不動産の価格も需要と供給により決まりますが、需要の面をみると、異なった使用方法を目指す需要が競合するものです。そこには当然のことながら競争が生じます。そして、最も高い価格を提示した者がその不動産を取得することになります。最も高い価格を提示できるのは、最も有効的な使用を前提とした場合でしょう。このことから、不動産の価格は最有効使用の原則によって形成されるといえましょう。

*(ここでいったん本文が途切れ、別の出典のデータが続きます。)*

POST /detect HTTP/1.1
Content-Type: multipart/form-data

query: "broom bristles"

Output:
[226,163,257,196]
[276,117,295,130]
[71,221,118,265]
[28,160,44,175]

そこで、地域分析を十分に行い、住宅用地として使うのがよいか(その場合、戸建か、アパートか、マンションか、中級住宅か、高級住宅か等々)、商業店舗か(その場合、小売店舗か、事務所か、高層ビルか等々)、それとも工場か(その場合、町工場か、大工場か等々)、ということの判断をしなければなりません。

この場合、それぞれの用途ごとに、求める価格が違っているのが実情です。

したがって、評価する側としては、その不動産が所在する近隣地域の標準的な使用の現状と将来性、その不動産の位置、面積、環境、需給関係、公的規制等を考えて、最有効使用を判定しなければなりません。

担保物件をみて戸建住宅に使うことが最有効使用と判断したら、取引事例の収集は同じような戸建住宅が立ち並ぶ類似地域より求めるようにします。

そうすることにより、的確で、効率的な評価ができます。なぜなら、売買価格も、そのような最有効使用の用途ごとにそれぞれ成立するからです。したがって、担保物件が駅前広場に面する土地で、商業ピル用地にすることが最有効使用と判断したら、近隣裏通りにある小売店舗の取引事例よりも、同一沿線の駅前ピル用地取引事例より評価するのが妥当です。